Yes, his head and feet are a little clipped off because he DOES NOT RESPECT MY PERSONAL SPACE.

Yes, his head and feet are a little clipped off because he DOES NOT RESPECT MY PERSONAL SPACE.

Notice how his hands and feet are blackened with gangrene.  It makes me happy.


Now With More Shame — 5 Comments

  1. And how the hell are those boobs staying up? The force?

    Now it all makes sense! No really, that outfit has the most blatant defiance of gravity yet; it really bugs me.

    The red/green/yellow dye job made me laugh out loud – that’s so bad it’s almost good again, like some sort of swimsuit from the sixties.

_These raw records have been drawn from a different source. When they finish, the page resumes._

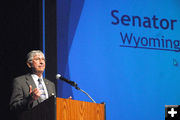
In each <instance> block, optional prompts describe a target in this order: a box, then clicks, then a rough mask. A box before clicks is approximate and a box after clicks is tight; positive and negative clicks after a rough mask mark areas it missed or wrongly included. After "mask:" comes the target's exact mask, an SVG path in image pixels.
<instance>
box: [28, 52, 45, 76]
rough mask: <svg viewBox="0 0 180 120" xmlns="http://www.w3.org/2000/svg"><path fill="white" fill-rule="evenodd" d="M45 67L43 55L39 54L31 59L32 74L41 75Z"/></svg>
mask: <svg viewBox="0 0 180 120" xmlns="http://www.w3.org/2000/svg"><path fill="white" fill-rule="evenodd" d="M45 65H46V64H45V58H44V56H43V54H41V53H40V54H37V55H35V56H34V57H33V59H32V65H31V67H32V70H33V72H34V73H40V74H42V73H43V72H44V69H45Z"/></svg>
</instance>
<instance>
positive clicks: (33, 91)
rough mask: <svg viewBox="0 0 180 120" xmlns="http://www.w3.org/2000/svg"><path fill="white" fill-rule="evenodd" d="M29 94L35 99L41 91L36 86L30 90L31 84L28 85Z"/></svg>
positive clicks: (39, 95)
mask: <svg viewBox="0 0 180 120" xmlns="http://www.w3.org/2000/svg"><path fill="white" fill-rule="evenodd" d="M29 94H30V95H31V96H32V98H33V100H37V99H38V98H39V97H40V95H41V92H40V90H39V89H38V88H35V89H34V90H32V86H31V85H30V86H29Z"/></svg>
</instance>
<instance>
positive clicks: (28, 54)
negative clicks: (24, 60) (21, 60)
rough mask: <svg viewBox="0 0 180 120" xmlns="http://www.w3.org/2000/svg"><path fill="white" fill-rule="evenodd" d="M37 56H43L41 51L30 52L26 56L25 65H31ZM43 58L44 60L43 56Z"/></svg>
mask: <svg viewBox="0 0 180 120" xmlns="http://www.w3.org/2000/svg"><path fill="white" fill-rule="evenodd" d="M38 54H43V56H44V53H43V52H42V51H41V50H32V51H31V52H29V53H28V54H27V63H32V59H33V57H34V56H36V55H38ZM44 58H45V56H44Z"/></svg>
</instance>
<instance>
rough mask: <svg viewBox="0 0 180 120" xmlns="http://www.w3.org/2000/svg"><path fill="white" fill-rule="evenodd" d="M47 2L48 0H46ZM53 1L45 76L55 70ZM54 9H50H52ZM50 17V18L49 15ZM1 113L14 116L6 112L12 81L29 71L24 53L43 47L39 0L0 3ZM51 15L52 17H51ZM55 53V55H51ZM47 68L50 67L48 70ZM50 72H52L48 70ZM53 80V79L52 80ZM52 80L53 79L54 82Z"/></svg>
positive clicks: (0, 71)
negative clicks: (26, 63)
mask: <svg viewBox="0 0 180 120" xmlns="http://www.w3.org/2000/svg"><path fill="white" fill-rule="evenodd" d="M46 1H47V3H48V2H49V0H46ZM52 4H53V5H55V0H51V2H49V3H48V4H47V8H46V10H49V11H47V13H46V14H47V16H46V17H47V18H46V19H47V20H46V21H47V23H46V24H47V26H46V27H47V28H48V29H49V30H48V29H47V33H46V37H47V41H46V46H47V45H48V44H49V45H48V47H47V50H46V52H47V55H46V56H49V55H50V56H49V57H47V59H48V63H47V65H46V66H47V67H46V69H47V70H46V72H48V70H49V74H47V76H46V77H49V78H50V79H51V78H52V77H54V74H55V73H56V69H55V66H56V59H51V58H52V56H53V57H54V58H55V57H56V52H55V49H53V50H54V51H53V50H51V49H52V48H56V46H55V41H56V32H55V29H56V27H55V25H56V23H55V19H54V18H55V14H56V12H55V10H56V8H55V7H54V6H52ZM52 8H53V9H52ZM52 16H53V17H52ZM0 17H1V18H0V75H1V77H0V80H1V86H0V92H1V98H0V99H1V101H0V107H1V108H0V115H1V118H3V119H5V120H11V119H13V117H12V115H11V114H10V112H9V100H10V95H11V84H12V80H13V78H14V77H17V76H19V75H22V74H25V73H27V72H28V68H27V66H26V54H27V53H28V52H29V51H31V50H33V49H41V50H42V49H43V48H42V23H43V22H42V0H17V1H16V0H14V1H13V0H7V1H3V2H0ZM50 18H51V19H50ZM52 53H54V54H52ZM48 68H49V69H48ZM50 71H51V72H50ZM53 80H54V79H53ZM53 80H52V81H53Z"/></svg>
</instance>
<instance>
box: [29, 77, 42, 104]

    And I don’t really “get” the armour with the glowy bits. I’ve previously bought some myself without even realising that parts of it were glowy. It’s not… terrible, but the outfit would be just fine without them, and I don’t really see them adding much.

  2. Well, I now know where some of the latest “OMG BEWBS!” people in Age of Conan have migrated to. I haven’t seen the exhibitionist shirt out in the wild yet, but I’d imagine that only small chested women could even hope to pull that off.

    (In case nobody’s aware, in Age of Conan you can go completely topless, bare breasts and all. And yes, there’s a lot of people who play just so they can have a female toon run around completely topless. I guess I should be grateful that they can’t do that with genitalia sticking out.)

    • There will be the option for crotchless armor in Game of Game of Thrones (Rated M for Mature). Willies everywhere! (Except for Theon.)

  3. I managed to make the Dramatic Extrovert armor look great on my mirialan Jedi Shadow. It only works if you go full-on Embrace the Dark Side; used one of the new(er) mirialan tattoo patterns from the Cartel Market (covers most of the face, very Ancient Dark Jedi), plus a Black and Red Dye Module, black hair, purple eyes, cross scar across the whole face, and wicked-looking lightsaber hilt (forget the name, but it’s black and spiky).

    Anyway, she ended up looking badass, not slutty. I get compliments on the look (not just from creepy guys, but they’re always around, aren’t they?). Just gotta work for it instead of just throwing it on.

    Everything on this page, however, is terrible. I think most of these people are colorblind.